“Caderno de anotações” *, de Francisco Piñera Villalba

Voltando do trabalho, encontrei um pequeno caderno de anotações no chão do trem. Em meio à multidão, me chamou a atenção por ser parecido com o que tenho. Esperei todos saírem. Como ninguém havia reparado ou se tinha não fez questão, decidi pegar o pequeno caderno preto de elástico vermelho. Nele apenas um nome, Roberto Oliviedo, e três páginas com o que pareceu ser o começo de um conto. O desejo de ler foi imediato. Porém, logo que comecei, fui pego por uma vertigem. Guardei na mochila. Em casa, li o que me pareceu ser uma assombração. O texto poderia ter sido escrito por mim. Eu estava naquele texto. Me reconheci. Inclusive o fato de ter encontrado aquela mulher, tenho certeza, a mesma do conto, dias atrás, aquela mulher, eu a tinha visto, tenho certeza. Coincidência ou não, utilizo o texto de Oliviedo para contar o que senti ao ver o olhar daquela mulher.


Um rosto caído. A imagem clássica. A menina sozinha. A sala imensa. Toda branca. O ar, frio. Ela está descalça. Veste a roupa que lhe dei, já não me lembro quando. Ontem?

Busco seu olhar. Sigo-o. Ela olha para o chão. Nunca para mim. Perco a noção de tempo e espaço. Até que percebo algo em suas mãos. Estão molhadas. Fecham e voltam a se abrir, começando pelo mindinho, até chegar ao polegar. Repete o movimento. Vejo surgir o papel. Amassado.
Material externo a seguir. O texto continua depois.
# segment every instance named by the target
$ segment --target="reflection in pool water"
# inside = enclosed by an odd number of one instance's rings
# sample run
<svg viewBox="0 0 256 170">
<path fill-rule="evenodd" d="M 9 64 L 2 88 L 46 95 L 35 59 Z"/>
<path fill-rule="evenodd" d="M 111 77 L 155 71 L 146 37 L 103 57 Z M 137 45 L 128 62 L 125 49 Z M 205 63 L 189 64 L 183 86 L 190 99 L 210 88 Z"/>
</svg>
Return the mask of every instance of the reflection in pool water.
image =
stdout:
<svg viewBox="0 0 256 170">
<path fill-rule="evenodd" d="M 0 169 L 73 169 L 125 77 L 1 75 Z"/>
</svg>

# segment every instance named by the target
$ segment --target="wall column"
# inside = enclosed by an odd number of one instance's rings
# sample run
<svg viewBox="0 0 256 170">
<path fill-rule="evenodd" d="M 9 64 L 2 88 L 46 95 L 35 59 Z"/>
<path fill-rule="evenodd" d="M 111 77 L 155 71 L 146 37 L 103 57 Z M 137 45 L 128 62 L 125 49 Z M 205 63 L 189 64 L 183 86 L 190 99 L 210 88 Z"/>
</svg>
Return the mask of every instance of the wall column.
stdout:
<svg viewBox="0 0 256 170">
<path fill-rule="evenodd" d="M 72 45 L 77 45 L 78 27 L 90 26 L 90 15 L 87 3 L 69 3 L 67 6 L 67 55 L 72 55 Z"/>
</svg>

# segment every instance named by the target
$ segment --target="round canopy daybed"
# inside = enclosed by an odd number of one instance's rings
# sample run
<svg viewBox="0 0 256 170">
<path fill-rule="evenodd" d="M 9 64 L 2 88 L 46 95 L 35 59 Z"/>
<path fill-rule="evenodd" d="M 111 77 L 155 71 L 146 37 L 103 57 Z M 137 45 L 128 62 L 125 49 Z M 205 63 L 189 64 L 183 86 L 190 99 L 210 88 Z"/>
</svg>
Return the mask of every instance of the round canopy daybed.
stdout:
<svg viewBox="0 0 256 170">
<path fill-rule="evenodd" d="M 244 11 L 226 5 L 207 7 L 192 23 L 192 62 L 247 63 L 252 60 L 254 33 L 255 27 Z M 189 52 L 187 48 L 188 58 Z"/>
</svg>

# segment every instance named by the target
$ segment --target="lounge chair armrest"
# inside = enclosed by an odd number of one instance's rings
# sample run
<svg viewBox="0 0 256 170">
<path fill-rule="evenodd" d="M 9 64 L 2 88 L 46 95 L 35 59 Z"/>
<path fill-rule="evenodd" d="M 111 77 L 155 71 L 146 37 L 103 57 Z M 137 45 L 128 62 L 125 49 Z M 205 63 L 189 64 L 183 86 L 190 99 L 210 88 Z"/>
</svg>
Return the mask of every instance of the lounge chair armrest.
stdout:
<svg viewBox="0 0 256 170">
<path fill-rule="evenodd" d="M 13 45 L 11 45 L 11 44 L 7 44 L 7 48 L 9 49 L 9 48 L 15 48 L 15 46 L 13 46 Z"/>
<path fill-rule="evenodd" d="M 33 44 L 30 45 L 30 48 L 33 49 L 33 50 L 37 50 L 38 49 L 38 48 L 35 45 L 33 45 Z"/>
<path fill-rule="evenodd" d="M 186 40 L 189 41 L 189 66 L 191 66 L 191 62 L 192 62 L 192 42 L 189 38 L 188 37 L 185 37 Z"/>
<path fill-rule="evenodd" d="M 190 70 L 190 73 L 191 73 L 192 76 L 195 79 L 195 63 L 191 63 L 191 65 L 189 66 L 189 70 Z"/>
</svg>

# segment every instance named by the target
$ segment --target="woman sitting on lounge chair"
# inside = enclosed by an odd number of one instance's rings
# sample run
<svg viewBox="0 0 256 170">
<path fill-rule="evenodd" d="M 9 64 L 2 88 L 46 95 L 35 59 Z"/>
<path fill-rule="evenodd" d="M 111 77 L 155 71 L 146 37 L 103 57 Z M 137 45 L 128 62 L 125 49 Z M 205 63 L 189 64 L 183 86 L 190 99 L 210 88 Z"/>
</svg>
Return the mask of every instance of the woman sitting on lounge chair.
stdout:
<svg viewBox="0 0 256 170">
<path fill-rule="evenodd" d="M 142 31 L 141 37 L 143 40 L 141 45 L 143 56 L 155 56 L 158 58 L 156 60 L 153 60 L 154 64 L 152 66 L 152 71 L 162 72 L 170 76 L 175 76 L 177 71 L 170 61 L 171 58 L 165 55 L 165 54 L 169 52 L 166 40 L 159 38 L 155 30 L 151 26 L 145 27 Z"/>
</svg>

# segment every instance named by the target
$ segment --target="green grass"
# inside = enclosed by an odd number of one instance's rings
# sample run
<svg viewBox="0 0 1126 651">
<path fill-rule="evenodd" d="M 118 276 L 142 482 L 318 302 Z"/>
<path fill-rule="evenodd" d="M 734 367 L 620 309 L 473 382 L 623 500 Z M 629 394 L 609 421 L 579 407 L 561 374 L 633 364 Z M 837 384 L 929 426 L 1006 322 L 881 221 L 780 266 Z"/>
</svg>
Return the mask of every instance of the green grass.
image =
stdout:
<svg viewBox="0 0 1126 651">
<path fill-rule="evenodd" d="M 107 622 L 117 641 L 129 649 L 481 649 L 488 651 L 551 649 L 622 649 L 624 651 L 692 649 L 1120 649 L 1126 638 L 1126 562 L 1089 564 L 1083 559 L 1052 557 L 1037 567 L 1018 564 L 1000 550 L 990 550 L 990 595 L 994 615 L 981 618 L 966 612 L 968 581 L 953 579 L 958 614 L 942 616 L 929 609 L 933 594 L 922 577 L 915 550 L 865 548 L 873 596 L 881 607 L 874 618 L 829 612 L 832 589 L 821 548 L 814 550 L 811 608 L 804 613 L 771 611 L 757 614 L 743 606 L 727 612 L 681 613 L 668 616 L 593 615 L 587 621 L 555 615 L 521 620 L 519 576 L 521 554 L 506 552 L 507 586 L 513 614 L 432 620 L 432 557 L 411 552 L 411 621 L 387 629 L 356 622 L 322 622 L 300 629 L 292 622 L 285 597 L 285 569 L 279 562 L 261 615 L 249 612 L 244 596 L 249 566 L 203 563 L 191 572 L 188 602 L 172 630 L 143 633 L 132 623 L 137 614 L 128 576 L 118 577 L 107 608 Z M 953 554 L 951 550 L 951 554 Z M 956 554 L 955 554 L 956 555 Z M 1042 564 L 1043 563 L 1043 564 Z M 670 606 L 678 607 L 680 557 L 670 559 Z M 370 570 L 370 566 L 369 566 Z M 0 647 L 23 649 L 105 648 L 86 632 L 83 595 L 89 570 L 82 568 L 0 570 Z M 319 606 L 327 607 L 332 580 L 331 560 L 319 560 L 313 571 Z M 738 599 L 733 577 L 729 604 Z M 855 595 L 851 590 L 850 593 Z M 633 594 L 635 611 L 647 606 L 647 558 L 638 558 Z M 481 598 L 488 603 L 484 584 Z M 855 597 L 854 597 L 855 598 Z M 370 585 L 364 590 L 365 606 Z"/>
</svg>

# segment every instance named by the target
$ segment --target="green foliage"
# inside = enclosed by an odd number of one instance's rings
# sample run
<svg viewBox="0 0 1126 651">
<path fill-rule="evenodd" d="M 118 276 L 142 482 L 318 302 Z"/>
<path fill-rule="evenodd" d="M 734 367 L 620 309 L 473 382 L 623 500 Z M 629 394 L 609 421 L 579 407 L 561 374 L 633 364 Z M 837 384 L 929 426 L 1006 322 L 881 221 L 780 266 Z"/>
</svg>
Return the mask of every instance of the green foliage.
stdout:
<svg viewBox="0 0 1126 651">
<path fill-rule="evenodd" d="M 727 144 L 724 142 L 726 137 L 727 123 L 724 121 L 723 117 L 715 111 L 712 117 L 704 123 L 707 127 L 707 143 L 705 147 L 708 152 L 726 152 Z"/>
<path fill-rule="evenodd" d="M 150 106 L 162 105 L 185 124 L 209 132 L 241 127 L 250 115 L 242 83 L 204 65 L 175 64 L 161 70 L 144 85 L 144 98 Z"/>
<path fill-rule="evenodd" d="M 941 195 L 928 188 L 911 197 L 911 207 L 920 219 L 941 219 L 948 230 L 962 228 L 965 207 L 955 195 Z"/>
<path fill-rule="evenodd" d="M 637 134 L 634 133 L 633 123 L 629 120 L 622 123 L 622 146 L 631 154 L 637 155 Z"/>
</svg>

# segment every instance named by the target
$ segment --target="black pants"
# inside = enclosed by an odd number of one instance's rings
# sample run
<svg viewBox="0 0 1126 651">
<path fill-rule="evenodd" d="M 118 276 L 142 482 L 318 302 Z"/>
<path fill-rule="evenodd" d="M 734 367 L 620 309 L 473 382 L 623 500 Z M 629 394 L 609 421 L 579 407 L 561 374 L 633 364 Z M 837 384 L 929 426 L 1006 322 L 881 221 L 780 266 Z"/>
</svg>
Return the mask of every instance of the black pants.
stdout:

Com medo, permito-me a aproximar. Ela levanta a cabeça. Arregala os olhos. Assustada, foge. Eu fico. O papel que estava em suas mãos também. Uma carta. Meu nome nela. Dentro, uma foto. É a reprodução exata da imagem. O rosto caído da menina, sozinha, no imenso quarto branco.

Agora a reconheço. Ela. A vi outro dia no trem. A mesma que convidei para um café. E aceitou. A mesma que me contou sobre sua vida, seus planos. Ela que acredita em felicidade, lê horóscopos e pratica natação.

Carrega em sua bolsa uma caixinha de música. Ganhou da avó. Lembrança do sonho de infância. Ser bailarina. Balé clássico. Mas o tempo passou. Ela cresceu.

Hoje, só pensa em não perder o emprego. Trabalha na área de Recursos Humanos de uma multinacional. Quer se promovida. Quer ganhar dinheiro. Quer ter seu próprio negócio. Uma loja, pequena, simples, só dela, onde possa vender as “roupinhas” que faz, desde os 16.



*O conto Caderno de Anotações está no livro Los Sueños, de Francisco Piñera Villalba. Pouco conhecido em seu país, o escritor argentino não tem nenhum livro lançado no Brasil. Publico aqui esse conto sem sua autorização, espero que ele não se importe.